Kenny Matassa takes a no-tax stance as he starts campaign for Ascension Parish president _lowres


Longtime Gonzales City Councilman Kenny Matassa promised Wednesday to put people over politics, hold the line on new taxes and get government out of the way of economic growth if he is elected Ascension Parish president this fall.

Matassa, 65, a Republican, has been mulling a run to replace four-term Parish President Tommy Martinez since at least the middle of last year. He made the announcement Wednesday evening to a packed room at Sno’s restaurant in Gonzales.

Matassa, who has worked for parish government for 22 years, said the parish can be run on the money it has, or possibly less.

“We need more taxpayers, not more taxes, more people working who are simply paying the taxes currently on the books,” said Matassa, director of the parish health unit and a public works official.

“In short, we must continue our aggressive approach to economic development and bring new jobs to Ascension Parish. Government can be made to work with the money it has and maybe even a little less.”

The five-term councilman was registered as a Democrat in 1979. He switched to no party affiliation on June 19 and then joined the Republican Party about six months later on Dec. 8, according to the Ascension Parish registrar of voters.

He emphasized his fiscal and socially conservative views as he joins a race against two other Republicans, Parish Councilman Chris Loar and Gonzales-area surveyor Clint Cointment.

Martinez, who was at Matassa’s announcement along with parish councilmen and employees, has said he is not seeking re-election in the Oct. 24 primary and is bowing out of politics.
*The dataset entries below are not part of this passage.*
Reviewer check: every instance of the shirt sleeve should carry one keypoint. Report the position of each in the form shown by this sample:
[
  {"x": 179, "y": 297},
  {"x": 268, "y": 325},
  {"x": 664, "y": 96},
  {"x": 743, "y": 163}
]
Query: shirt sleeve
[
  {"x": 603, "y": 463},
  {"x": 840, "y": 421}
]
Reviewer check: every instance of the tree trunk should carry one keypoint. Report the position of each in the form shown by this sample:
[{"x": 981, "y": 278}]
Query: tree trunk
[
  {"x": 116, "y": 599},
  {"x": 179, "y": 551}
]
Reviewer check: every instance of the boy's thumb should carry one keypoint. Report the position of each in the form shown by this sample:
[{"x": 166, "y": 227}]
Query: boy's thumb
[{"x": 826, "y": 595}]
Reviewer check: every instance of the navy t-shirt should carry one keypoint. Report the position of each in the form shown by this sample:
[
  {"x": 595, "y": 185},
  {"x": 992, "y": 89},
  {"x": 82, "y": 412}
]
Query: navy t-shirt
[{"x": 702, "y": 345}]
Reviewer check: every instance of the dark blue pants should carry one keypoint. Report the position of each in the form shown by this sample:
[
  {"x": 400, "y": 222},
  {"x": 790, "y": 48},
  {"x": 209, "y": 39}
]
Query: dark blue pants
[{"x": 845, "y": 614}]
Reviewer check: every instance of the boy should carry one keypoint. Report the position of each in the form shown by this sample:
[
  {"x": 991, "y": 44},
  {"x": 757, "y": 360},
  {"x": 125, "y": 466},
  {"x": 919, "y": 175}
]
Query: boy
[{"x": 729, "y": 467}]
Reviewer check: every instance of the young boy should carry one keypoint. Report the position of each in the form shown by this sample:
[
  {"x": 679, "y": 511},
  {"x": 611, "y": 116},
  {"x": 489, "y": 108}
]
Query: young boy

Matassa’s no-taxes stance puts him in contrast with the track record of his current boss and Loar, who had both pushed a half-cent sales tax for roads that voters soundly rejected in the fall of 2012. But the position will set up Matassa to address how the parish will deal with its growing infrastructure woes without the new tax revenues that other parish leaders have claimed are needed.

Most recently on the Gonzales City Council, Matassa stood with the council minority and Mayor Barney Arceneaux against a three-man council voting bloc that roiled Gonzales politics for nearly two years.

After a bruising political fight, the mayor, Matassa and their allies prevailed as City Councilmen Gary Lacombe and Timmy Vessel were targeted for recall last year. Lacombe resigned before the recall election. The voters ousted Vessel.

Matassa said he was waiting to make his announcement until after those issues on the council were settled.

With backing from Arceneaux, who was on hand Wednesday along with City Police Chief Sherman Jackson, Matassa is expected to bring support from Gonzales and also rely on long-standing ties to Donaldsonville to win the parishwide election.

“I’m going to give it my best shot to win this thing because I believe I can, and I wouldn’t be in it if I didn’t think I would win,” Matassa said.

The jockeying between Loar and Matassa is already beginning. Earlier Wednesday, Loar’s campaign put out a statement that he had raised $170,050 last year and had $145,724 on hand for the start of 2015.

Editor’s note: This story was changed Feb. 5, 2015, to reflect that Matassa is a Republican. He registered as a Democrat in 1979. He switched to no party affiliation on June 19 but then joined the Republican Party on Dec. 8, according to the Ascension Parish registrar of voters.